Mesmo condenada a 14 anos de prisão, bolsonarista ainda se achava “heroína da pátria”
Pela Redação | A Voz do Povo em Tela
A empresária mato-grossense Jorgeleia Schmoeler, de Juara, teve a prisão imediata decretada pelo ministro Alexandre de Moraes após ser condenada a 14 anos de prisão pelos crimes cometidos nos atos golpistas de 8 de Janeiro de 2023. Com a sentença já transitada em julgado, ela agora é considerada foragida da Justiça.
Jorgeleia não é novata nessa história. Em 2023, foi alvo da Operação Lesa Pátria e chegou a usar tornozeleira eletrônica, alegando depois que os problemas de monitoramento eram “falhas técnicas”. Mas os vídeos daquele dia em Brasília não deixam margem de dúvida: ela aparece dentro do Congresso Nacional, gritando que estava “fazendo parte da história” enquanto os prédios públicos eram depredados. A história, de fato, foi escrita — só que nas páginas do STF, e não nos livros de glória que os golpistas sonhavam.

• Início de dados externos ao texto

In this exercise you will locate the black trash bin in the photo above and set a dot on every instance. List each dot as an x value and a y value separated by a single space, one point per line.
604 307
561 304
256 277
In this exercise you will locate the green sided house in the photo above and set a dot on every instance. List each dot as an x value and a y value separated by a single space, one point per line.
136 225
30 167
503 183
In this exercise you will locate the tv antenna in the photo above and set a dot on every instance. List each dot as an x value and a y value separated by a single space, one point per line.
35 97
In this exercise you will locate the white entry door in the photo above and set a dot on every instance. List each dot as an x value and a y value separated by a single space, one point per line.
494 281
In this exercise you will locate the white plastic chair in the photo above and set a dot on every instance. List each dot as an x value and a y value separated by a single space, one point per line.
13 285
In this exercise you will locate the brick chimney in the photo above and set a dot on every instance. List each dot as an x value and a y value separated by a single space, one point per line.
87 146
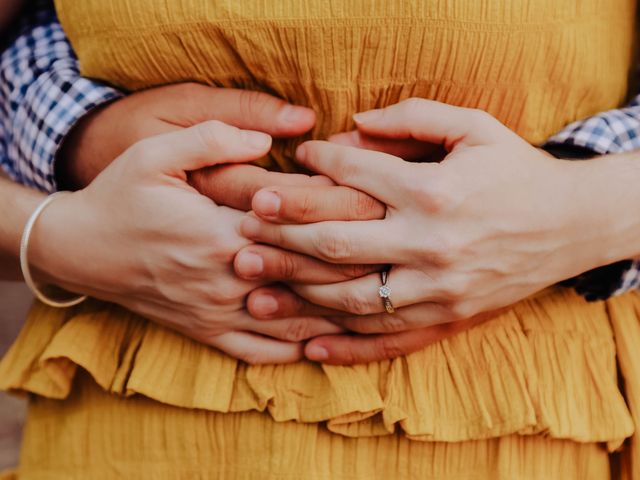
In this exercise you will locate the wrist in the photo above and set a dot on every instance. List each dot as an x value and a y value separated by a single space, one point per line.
53 244
604 202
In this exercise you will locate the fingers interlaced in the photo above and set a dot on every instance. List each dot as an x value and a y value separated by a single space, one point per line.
263 262
235 185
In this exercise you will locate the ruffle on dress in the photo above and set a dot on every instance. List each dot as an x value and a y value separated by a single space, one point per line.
547 366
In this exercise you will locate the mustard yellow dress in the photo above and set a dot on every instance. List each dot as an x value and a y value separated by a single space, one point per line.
549 390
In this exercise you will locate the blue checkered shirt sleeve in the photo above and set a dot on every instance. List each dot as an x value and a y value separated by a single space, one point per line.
614 131
42 96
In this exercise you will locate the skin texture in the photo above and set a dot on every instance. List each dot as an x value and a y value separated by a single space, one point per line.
8 11
458 250
183 277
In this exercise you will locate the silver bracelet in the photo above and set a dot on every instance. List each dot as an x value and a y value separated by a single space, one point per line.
24 261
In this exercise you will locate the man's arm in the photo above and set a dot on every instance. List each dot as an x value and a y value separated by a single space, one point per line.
42 97
611 132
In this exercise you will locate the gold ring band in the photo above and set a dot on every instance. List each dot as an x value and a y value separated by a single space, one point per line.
384 292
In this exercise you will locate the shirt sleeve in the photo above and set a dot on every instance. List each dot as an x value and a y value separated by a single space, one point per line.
613 131
42 96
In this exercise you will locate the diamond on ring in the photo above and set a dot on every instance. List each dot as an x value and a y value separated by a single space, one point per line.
384 292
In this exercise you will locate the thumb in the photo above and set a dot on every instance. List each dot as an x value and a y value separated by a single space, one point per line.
188 104
407 149
203 145
432 122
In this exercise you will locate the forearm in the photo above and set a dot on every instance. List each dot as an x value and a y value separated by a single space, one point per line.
17 203
612 205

A empresária foi condenada por golpe de Estado, abolição violenta do Estado Democrático de Direito, dano qualificado e deterioração de patrimônio público tombado. A mesma pessoa que dizia em grupos de WhatsApp que o quebra-quebra foi “emocionante” agora entra para a lista dos foragidos da Polícia Federal, ao lado de outros condenados como Evandro Ericson Vieira de Medeiros e Márcio Castro Rodrigues.

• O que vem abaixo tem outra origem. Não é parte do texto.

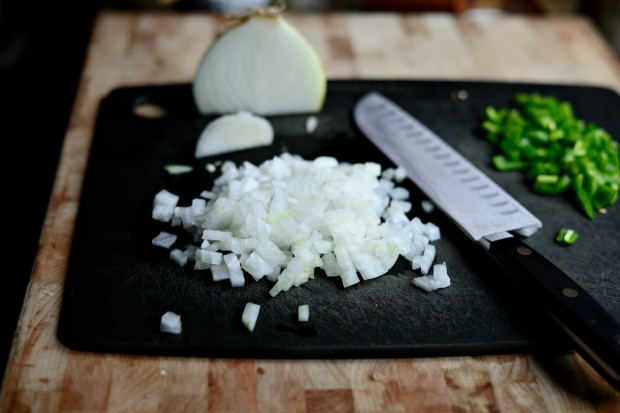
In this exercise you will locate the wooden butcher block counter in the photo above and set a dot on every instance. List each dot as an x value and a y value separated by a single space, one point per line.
158 48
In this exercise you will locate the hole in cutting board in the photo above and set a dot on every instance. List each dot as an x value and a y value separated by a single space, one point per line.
145 108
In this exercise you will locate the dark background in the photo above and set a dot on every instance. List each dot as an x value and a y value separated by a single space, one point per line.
42 49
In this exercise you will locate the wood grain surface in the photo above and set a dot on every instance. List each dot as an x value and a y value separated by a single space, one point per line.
131 48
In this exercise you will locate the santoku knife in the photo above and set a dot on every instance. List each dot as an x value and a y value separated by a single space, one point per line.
490 216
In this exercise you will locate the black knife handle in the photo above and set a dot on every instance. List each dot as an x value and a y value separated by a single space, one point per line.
594 331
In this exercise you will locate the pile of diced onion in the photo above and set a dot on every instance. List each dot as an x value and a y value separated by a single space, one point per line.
288 219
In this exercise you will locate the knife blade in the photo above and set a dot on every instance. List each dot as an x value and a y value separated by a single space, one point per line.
493 218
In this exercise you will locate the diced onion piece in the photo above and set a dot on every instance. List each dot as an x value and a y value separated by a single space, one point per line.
303 312
439 279
234 132
250 314
175 169
262 65
170 323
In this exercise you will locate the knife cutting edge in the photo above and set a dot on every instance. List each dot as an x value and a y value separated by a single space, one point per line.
490 216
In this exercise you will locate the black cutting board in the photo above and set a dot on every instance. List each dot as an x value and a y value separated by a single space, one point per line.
118 285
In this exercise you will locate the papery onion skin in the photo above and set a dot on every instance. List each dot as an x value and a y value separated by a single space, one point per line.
262 65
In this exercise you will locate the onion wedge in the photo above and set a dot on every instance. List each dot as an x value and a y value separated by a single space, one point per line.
234 132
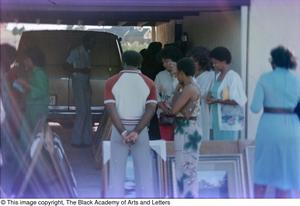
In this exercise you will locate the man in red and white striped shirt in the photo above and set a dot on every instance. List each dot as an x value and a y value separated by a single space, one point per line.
130 99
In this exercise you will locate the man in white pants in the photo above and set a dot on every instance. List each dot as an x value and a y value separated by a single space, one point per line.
130 99
79 64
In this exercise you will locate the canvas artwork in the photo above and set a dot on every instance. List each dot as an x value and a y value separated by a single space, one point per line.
130 186
219 176
213 184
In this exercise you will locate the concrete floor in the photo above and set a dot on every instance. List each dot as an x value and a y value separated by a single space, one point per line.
83 164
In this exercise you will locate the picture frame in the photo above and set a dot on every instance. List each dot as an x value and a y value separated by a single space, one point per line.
219 176
250 158
158 154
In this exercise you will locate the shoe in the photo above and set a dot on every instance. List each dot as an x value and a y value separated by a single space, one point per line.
76 145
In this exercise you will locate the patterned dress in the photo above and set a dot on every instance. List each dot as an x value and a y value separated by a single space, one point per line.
217 133
188 136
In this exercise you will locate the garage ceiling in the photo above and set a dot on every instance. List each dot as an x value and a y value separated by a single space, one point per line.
109 12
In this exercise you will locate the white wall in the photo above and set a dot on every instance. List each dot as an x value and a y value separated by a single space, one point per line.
212 29
272 22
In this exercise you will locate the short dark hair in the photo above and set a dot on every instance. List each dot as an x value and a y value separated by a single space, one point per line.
187 66
171 52
282 57
36 55
201 56
221 54
132 58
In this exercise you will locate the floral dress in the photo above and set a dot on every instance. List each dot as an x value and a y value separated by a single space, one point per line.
188 136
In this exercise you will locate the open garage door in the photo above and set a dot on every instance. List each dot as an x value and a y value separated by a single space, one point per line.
112 12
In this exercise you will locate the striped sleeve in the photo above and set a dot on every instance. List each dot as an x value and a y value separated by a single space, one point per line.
152 97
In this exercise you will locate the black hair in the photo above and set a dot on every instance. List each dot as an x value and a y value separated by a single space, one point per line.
282 57
187 66
154 47
132 58
7 55
36 55
171 52
201 56
221 54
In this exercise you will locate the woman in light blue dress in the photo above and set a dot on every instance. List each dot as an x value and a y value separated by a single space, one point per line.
277 157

Não por acaso, Mato Grosso foi o estado que mais financiou a aventura golpista de 8 de Janeiro. E aqui cabe uma reflexão: nas eleições de 2024 para vereadores e prefeitos, ninguém levantou a voz contra as urnas eletrônicas. Para deputado estadual, federal, senador ou prefeito, elas servem. Mas para presidente, de repente, viram fraude? Que porra é essa? Que sirva de lição para 2026: democracia não é buffet de shopping para escolher apenas o prato que agrada. Resultado de urna se respeita.
Agora, sem a bandeira verde e amarela para posar de patriota, Jorgeleia terá que enfrentar a realidade nua e crua: o uniforme da penitenciária substitui o figurino de “heroína da pátria”. E o Brasil segue, apesar da resistência dos que confundem vandalismo com patriotismo.